Saturday, January 15, 2011

Penelope's Daughter by Laurel Corona

Reviewed by Vanitha Sankaran

"I took a charred ember from the fire and, going to the hidden side of my weaving I darkened what I had woven about Sparta until it was caked in black. Sometimes from the front of the loom I stare where I know the black is hiding, imagining little holes burning through the cloth. We think we can control the story we present to the world, but the truth always lies in the background, awaiting its chance to illuminate and scar.”

Most of us have read Homer’s The Odyssey at some point in our lives. While Odysseus’ battles and harrowing experiences made for great reading, not many of us likely gave much thought to the people he left behind—his wife and son, and in Laurel Corona’s fertile imagination, his daughter Xanthe.

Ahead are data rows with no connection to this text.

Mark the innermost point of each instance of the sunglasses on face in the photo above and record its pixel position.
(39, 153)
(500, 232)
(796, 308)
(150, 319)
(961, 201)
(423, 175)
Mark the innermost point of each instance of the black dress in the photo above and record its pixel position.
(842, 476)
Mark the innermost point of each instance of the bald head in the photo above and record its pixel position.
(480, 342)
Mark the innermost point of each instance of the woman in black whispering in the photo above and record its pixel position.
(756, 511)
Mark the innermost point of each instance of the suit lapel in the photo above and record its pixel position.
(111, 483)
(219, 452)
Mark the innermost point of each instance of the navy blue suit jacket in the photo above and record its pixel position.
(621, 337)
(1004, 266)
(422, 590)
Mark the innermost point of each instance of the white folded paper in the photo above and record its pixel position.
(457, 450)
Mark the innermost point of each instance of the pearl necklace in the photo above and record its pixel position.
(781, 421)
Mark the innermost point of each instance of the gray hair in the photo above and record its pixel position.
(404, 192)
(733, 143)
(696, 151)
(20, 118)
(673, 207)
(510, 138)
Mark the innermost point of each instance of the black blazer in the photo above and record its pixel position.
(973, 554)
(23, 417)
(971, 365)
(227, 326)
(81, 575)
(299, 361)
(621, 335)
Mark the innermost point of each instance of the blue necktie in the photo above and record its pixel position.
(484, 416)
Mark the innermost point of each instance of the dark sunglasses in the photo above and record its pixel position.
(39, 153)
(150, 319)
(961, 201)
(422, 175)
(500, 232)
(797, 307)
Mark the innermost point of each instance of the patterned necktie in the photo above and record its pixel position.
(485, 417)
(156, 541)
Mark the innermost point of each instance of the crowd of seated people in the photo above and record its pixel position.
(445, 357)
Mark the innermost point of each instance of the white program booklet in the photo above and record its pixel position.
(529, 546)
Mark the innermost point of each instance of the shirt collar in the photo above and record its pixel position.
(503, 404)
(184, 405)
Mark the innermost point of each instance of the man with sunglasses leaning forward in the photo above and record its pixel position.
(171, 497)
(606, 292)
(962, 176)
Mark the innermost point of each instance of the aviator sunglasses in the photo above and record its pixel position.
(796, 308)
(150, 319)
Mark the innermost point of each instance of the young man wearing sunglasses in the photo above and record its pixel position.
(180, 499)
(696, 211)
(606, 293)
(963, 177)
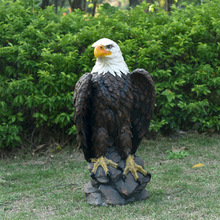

This is not a simple retelling of a well-read epic. Rather, Ms. Corona has turned the taken prominent characters from the Trojan War and used them to create a completely new tale. The story is told through Xanthe’s point-of-view. Using her loom, she weaves the adventures and trials of her life into a picture book tapestry. These were my favorite moments, when Xanthe literally transformed her feelings into colorful physicality.

The story is told in three parts: Xanthe’s younger days when her world is full of politics that she is free to observe; her maiden days when she hides at Helen of Troy’s court to escape those very politics in the form of suitors; and the final installation when she returns home to her family, and her father.

This book is well researched and beautifully portrayed. If you are a lover of ancient Greece, this tale will suck you right in.